Gramsci, por sua vez, tornou-se um marco na análise das transformações do modo de produção capitalista, por, mesmo sendo um marxista, ter uma concepção abrangente da transformação social como um processo que se efetiva na relação dialética do econômico com o político-ideológico. Em sua concepção, a transformação social é um processo global que se faz simultaneamente no terreno econômico e ideológico através da luta política, sendo na atividade política, enquanto atividade que faz o nexo orgânico entre o econômico e o ideológico, que se desenvolve a ação transformadora das relações sociais (CARVALHO, 1986).

A transformação social através da revolução é tida como um processo que se dá na dialética destruição/construção, ou seja, destruição da sociedade burguesa e construção de uma nova sociedade, através de uma profunda mudança na estrutura econômica e política, e na maneira de pensar dos homens. Isso amplia o domínio da política, que passa a englobar mais que o domínio econômico, mas também os domínios cultural e ideológico. Para Gramsci a infra-estrutura e as superestruturas formam um bloco histórico e numa relação orgânica, as forças materiais são o conteúdo e as ideologias são a forma, não se podendo desvincular histórica e teoricamente o conteúdo da forma. Este conceito de bloco histórico faz uma crítica

ao idealismo e ao determinismo econômico, pois em toda sua ação, Gramsci procura entender como se expressa a ação do ideológico e do político dentro do modo de produção e qual a sua eficácia na manutenção ou conservação das relações sociais.
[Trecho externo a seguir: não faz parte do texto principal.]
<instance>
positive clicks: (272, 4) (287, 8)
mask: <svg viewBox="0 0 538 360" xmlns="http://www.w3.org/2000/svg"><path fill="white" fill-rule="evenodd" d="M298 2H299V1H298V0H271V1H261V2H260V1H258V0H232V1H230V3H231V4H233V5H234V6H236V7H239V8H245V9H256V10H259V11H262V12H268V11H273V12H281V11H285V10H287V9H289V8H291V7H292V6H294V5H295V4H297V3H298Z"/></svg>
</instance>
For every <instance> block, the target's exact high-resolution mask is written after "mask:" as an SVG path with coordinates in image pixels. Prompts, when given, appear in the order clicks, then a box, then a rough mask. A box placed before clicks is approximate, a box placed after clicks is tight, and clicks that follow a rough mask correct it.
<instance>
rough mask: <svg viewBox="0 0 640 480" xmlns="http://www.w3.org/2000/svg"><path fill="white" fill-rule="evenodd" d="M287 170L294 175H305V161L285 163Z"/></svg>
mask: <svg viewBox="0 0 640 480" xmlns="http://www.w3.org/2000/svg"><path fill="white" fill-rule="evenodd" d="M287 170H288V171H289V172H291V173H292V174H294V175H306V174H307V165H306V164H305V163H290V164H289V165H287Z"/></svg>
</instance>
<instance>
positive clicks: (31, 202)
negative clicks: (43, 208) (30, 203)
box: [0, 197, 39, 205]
O ponto de partida da teoria gramsciana é o questionamento que o próprio autor se faz a respeito da grande resistência da estrutura nos processos de crise, o que o leva a um exame específico da superestrutura, configurando a sua tese da eficácia e da relativa autonomia do político-ideológico. A partir daí há o desenvolvimento dos principais conceitos, que estão relacionados à superestrutura do bloco histórico: ideologia e Estado, sociedade civil e sociedade política, enquanto conjunto complexo e orgânico (CARVALHO, 1986).

Os principais conceitos desenvolvidos por Gramsci baseiam-se no aprofundamento do entendimento sobre o “complexo” estrutura/superestrutura. São eles: hegemonia, sociedade civil, Estado, partido e intelectuais (HALL et alli, 1983). A compreensão gramsciana das noções de estrutura e superestrutura difere das de Marx, uma vez que Gramsci procura se afastar dos fundamentos economicistas e idealistas, o que o leva a uma sistematização da práxis da transformação social em sua obra. Para Gramsci há uma relação dialética ente estrutura e superestrutura, ou seja, entre o político e o ideológico. Contudo, ele incide a sua reflexão na superestrutura, que é formada pela ideologia e Estado, sociedade civil e sociedade política. O objetivo da centralidade na reflexão sobre a superestrutura é entender como se expressa a ação do ideológico e do político dentro do modo de produção (econômico) e qual a sua eficácia na manutenção ou conservação das relações sociais para, a partir desse entendimento, redefinir as estratégias no processo de luta pela transformação do social (CARVALHO, 1986).